What Does LVMH’s Acquisition of L’Epée 1839 Mean?

Reading the Tea Leaves: What Does LVMH’s Acquisition of L’Epée 1839 Mean?

Speculation about the luxury conglomerate’s takeover of this niche clockmaker has been rampant. Watchonista tried to put the news into some perspective.

By Rhonda Riche

The temperature wasn’t the only thing that was rising in June because hot on the heels of the announcement that the head Louis Vuitton Moët Hennessy, Bernard Arnault, had bought a personal stake in rival luxury group Richemont, there came the news that LVMH had acquired L’Epée 1839, Switzerland’s leading clock manufacture.

As you can imagine, it wasn’t long before the internet was afire with speculation about what this move meant to the industry and what effect it would have on brands and buyers.

But we here at Watchonista wanted to provide a more nuanced interpretation of this news by going back to the basics we learned in journalism school: Who? What? Where? When? Why?


A prominent clockmaking house for more than 180 years, today L’Epée 1839 is the only manufacture in Switzerland to specialize in the in-house production of high-end clocks.

Founded in 1839 by Auguste L’Epée, the company started out creating music boxes and watch components. From the start, the brand was synonymous with hand-made pieces it calls “Kinetic Pieces of Art.”

The current collection ranges from classic carriage clocks to contemporary design clocks and avant-garde horological masterpieces incorporating complications such as retrograde seconds, striking mechanisms, and so much more.

Born from the 1987 merger of Louis Vuitton and Moët Hennessy (the latter of which was, itself, the result of the joining of champagne makers Moët & Chandon and cognac producer Hennessy), LVMH is a Paris-based multinational specializing in luxury goods.


At first glance, you might compare LVMH’s acquisition of L’Epée 1839 to a drawing of a series of larger fishes swallowing up slightly smaller fishes.

But before we can judge whether that comparison is applicable, we must consider what’s in it for both businesses.
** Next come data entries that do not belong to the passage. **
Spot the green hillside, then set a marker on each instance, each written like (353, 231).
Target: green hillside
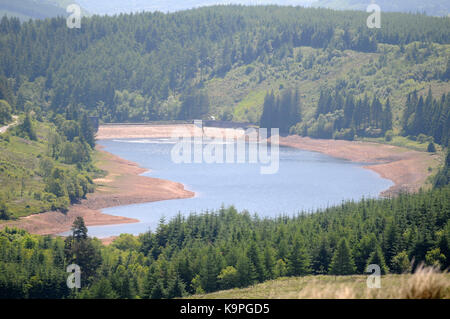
(34, 9)
(432, 7)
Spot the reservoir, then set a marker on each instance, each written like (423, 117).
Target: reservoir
(305, 181)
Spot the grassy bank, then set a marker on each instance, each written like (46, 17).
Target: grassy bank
(426, 283)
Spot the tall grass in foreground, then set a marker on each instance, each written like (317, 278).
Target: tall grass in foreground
(425, 283)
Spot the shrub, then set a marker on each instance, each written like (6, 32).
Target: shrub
(389, 135)
(431, 148)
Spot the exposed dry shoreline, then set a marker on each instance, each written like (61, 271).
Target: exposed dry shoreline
(408, 169)
(124, 185)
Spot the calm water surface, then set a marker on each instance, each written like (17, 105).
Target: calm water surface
(305, 181)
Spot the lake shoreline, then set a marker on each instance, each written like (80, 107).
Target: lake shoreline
(407, 169)
(124, 184)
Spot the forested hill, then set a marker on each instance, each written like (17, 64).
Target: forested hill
(432, 7)
(31, 9)
(221, 61)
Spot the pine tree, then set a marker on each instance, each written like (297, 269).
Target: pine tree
(387, 117)
(298, 260)
(87, 131)
(254, 255)
(322, 258)
(342, 262)
(377, 258)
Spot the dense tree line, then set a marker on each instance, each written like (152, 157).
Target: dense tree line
(342, 116)
(428, 116)
(226, 249)
(155, 55)
(281, 112)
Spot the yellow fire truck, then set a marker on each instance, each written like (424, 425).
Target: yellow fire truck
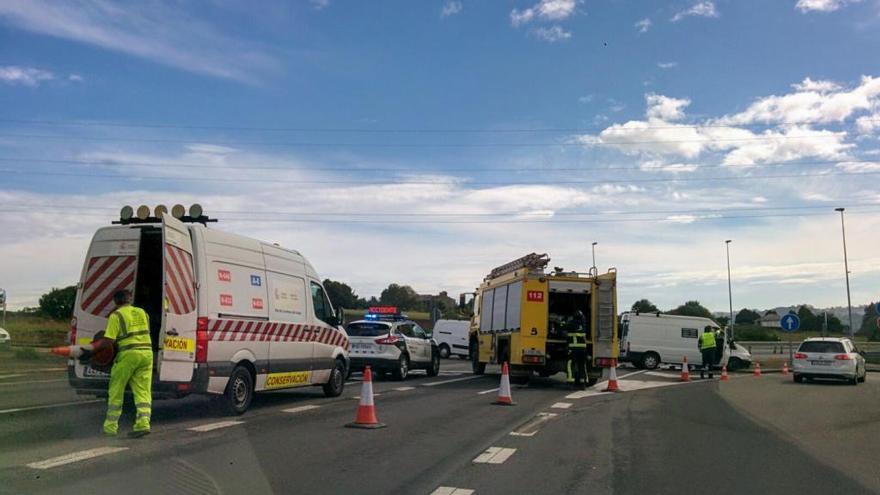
(522, 315)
Let’s compare the move to LVMH’s investment in La Fabrique du Temps, a conceptual movement producer founded in 2007 by the watchmaking duo Michel Navas and Enrico Barbasini. The duo had been working with LVMH since the get-go, but in 2011, the two entities made it official.
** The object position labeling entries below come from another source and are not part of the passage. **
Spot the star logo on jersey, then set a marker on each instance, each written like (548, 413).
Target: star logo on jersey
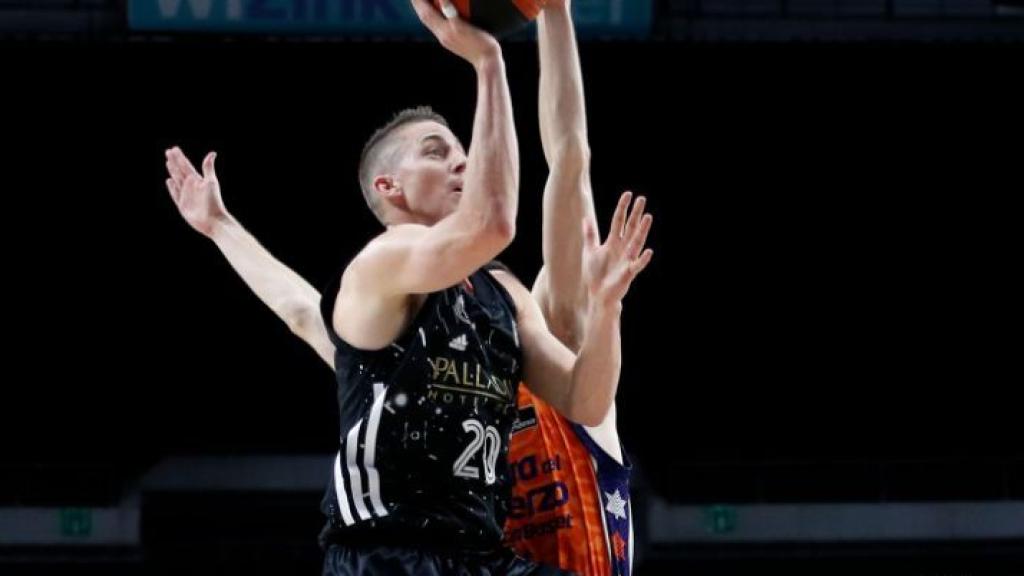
(616, 505)
(620, 546)
(459, 343)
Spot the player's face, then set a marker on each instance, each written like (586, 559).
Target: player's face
(431, 170)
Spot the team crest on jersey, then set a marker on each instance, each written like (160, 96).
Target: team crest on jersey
(526, 418)
(460, 311)
(459, 343)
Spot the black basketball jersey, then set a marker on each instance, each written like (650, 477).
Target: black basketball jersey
(425, 424)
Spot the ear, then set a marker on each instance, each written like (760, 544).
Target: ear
(389, 191)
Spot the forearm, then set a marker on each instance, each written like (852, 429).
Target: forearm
(492, 178)
(595, 374)
(562, 110)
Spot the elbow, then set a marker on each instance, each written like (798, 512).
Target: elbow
(300, 318)
(591, 417)
(571, 153)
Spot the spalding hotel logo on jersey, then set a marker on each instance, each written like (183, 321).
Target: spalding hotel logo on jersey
(453, 380)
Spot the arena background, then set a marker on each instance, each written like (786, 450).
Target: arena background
(820, 366)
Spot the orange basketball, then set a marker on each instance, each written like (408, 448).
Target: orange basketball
(497, 16)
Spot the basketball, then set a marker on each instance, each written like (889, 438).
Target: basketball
(500, 17)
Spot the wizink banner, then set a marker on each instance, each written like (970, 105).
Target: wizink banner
(350, 17)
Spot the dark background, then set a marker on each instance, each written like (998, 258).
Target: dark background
(830, 314)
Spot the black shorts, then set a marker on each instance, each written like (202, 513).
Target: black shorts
(351, 561)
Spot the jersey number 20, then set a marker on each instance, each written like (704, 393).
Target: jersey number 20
(491, 441)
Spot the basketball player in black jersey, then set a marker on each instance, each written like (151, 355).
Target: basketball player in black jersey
(429, 347)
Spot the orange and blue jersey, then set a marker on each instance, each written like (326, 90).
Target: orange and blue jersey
(569, 503)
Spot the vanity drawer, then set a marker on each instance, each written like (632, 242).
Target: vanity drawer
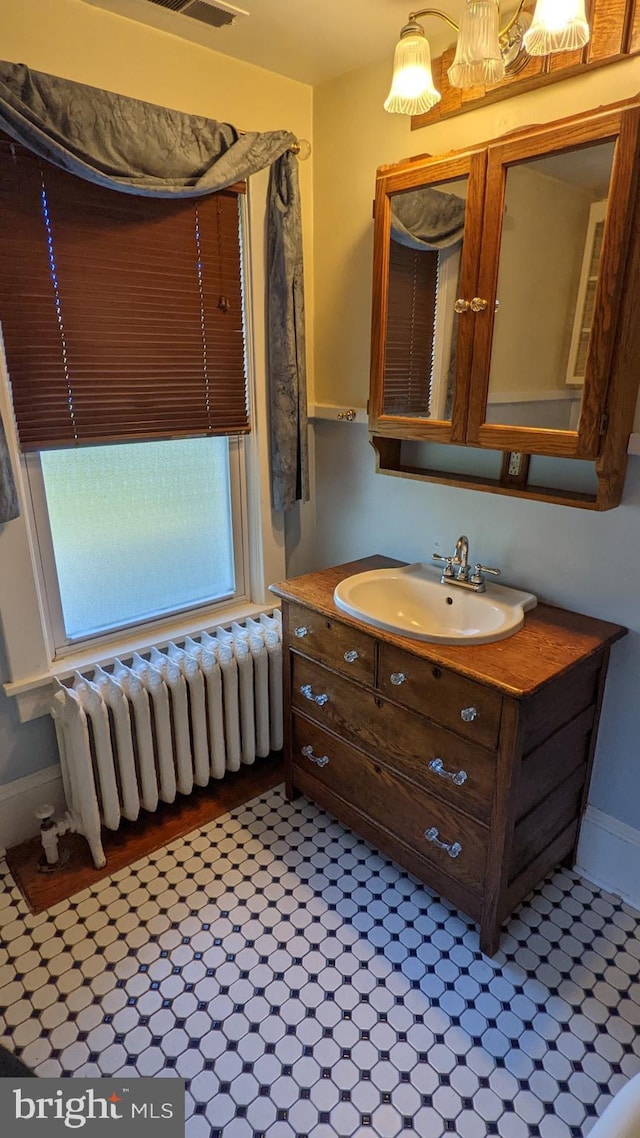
(333, 643)
(453, 701)
(408, 743)
(453, 842)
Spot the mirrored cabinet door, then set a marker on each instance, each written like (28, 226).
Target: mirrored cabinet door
(426, 262)
(556, 224)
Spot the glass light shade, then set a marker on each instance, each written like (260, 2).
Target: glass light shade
(558, 25)
(412, 91)
(478, 58)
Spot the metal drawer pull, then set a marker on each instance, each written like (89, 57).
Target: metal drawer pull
(437, 767)
(452, 848)
(320, 700)
(320, 760)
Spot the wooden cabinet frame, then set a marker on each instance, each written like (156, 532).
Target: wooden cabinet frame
(612, 379)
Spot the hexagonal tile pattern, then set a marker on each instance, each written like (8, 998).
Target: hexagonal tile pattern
(303, 984)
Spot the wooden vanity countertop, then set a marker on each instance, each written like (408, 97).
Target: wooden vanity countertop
(551, 642)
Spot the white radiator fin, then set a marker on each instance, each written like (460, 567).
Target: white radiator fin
(149, 726)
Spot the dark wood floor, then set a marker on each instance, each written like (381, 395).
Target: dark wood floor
(136, 839)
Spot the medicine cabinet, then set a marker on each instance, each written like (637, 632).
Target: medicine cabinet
(505, 295)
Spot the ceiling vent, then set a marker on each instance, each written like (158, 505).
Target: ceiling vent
(213, 13)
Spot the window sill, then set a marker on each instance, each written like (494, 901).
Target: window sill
(33, 693)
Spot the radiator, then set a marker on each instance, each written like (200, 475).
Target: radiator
(142, 728)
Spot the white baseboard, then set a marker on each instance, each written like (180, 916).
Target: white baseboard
(608, 855)
(608, 851)
(21, 799)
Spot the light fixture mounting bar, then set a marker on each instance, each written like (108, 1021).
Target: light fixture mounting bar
(442, 15)
(435, 11)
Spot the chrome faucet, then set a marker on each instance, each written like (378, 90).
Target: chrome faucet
(457, 568)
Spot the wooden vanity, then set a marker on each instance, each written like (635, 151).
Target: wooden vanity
(469, 766)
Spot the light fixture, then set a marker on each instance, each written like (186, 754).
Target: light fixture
(485, 52)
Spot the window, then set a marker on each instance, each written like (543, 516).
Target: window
(123, 324)
(137, 532)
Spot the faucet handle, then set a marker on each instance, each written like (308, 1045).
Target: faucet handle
(478, 572)
(448, 571)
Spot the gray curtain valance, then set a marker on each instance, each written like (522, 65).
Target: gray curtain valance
(140, 148)
(427, 219)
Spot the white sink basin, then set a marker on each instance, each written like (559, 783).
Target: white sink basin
(411, 601)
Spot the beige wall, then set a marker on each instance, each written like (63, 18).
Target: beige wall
(352, 137)
(543, 234)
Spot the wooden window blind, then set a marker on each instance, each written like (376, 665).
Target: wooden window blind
(122, 315)
(410, 330)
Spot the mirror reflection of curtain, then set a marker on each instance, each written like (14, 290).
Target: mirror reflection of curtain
(427, 219)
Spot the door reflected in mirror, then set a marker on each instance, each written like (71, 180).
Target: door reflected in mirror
(425, 250)
(548, 274)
At the time, all of the big luxury groups were stepping up their investments in watch production and parts providers to reduce their dependence on external suppliers.
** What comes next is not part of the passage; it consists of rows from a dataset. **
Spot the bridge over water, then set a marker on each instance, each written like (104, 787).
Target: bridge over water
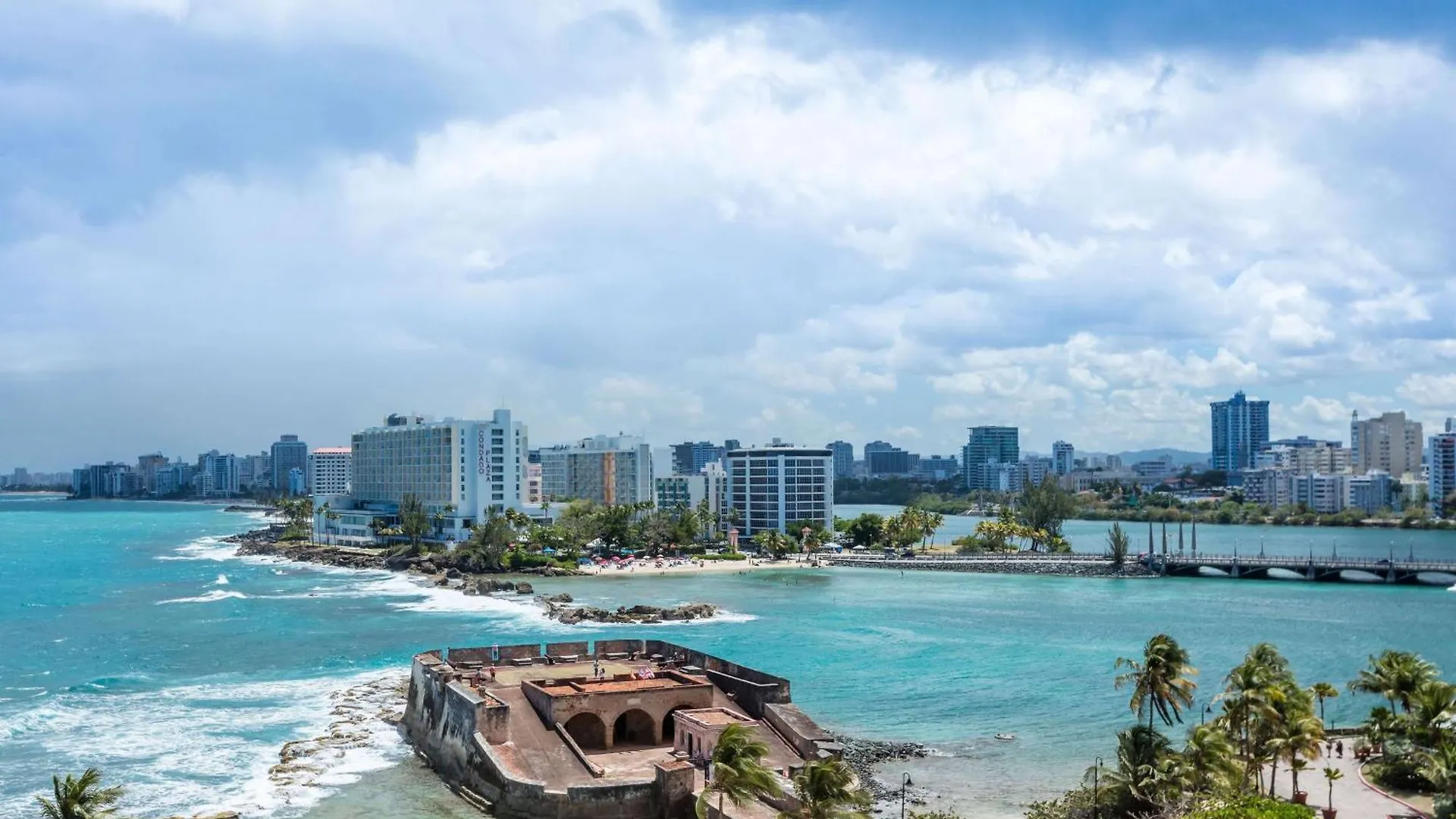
(1299, 567)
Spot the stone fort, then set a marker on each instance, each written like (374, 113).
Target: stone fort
(613, 729)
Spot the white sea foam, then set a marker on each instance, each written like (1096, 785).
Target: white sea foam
(212, 596)
(220, 746)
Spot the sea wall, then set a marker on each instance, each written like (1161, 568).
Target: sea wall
(1059, 566)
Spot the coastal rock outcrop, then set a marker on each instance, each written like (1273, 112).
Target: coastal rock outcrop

The result was that Louis Vuitton watches gained “street cred” on the haute horlogerie playground while La Fabrique du Temps got financial stability.


In this case, the “where” does not represent a physical location but rather a place on the current horological timeline.

Currently, clocks are cool. Just think about Van Cleef & Arpels’ timekeeping automatons or L’Epée’s many collaborations with MB&F, like 2021’s avant-garde Orb, a retro-futuristic mechanical clock.

And let’s not forget that LVMH also recently revived enthusiast favorites Gérald Genta and Daniel Roth (under the direction of Navas and Barbasini).

Therefore, the value of the LVMH x L’Epée pairing goes beyond dollars alone. It’s also about appealing to die-hard collectors. And considering how much the profile of L’Epée has been raised in the short time since the acquisition was announced, it seems to be working.


Because of the timing of this purchase, people are positing that it is a sign of a much larger plan for LVMH’s watch world domination.

We see it more as a sign of investing in a healthy infrastructure.

L’Epée crafts mechanical devices at the elite level. Its clocks incorporate complications like perpetual calendars, tourbillons, and, in one instance, a power reserve of 8,760 hours (that is an entire year).

When Louis Vuitton opened a dedicated La Fabrique du Temps manufacture in 2014, the goal was to provide master watchmakers, engineers, and designers with a space equipped with traditional artisanal tools and the latest digital technologies. So, if the past is prologue, we’re guessing that LVMH will grant L’Epée the same autonomy.

Moreover, at a time when watchmakers are in short supply, this type of investment – preserving skills while encouraging innovation – is good for the industry as a whole.


Industry insiders agree that it’s time for a market correction – not a crash, but a normalization of sales after the heady pandemic boost. In 2024, the goal for watchmakers and retailers is to keep the value of sales even when the volume drops.

One strategy is to widen the consumer base, like Bremont’s decision to lower the prices of its entry-level timepieces. On the other end of the spectrum, we’ve seen brands introducing more niche, ultra-exclusive timepieces for their ultra-rich customers.

Interestingly, of the two approaches described above, the “big tent” strategy includes dabbling in non-watch horological wonders such as clocks. So, perhaps LVMH’s acquisition of L’Epée is a clue as to which direction the luxury conglomerate is leaning.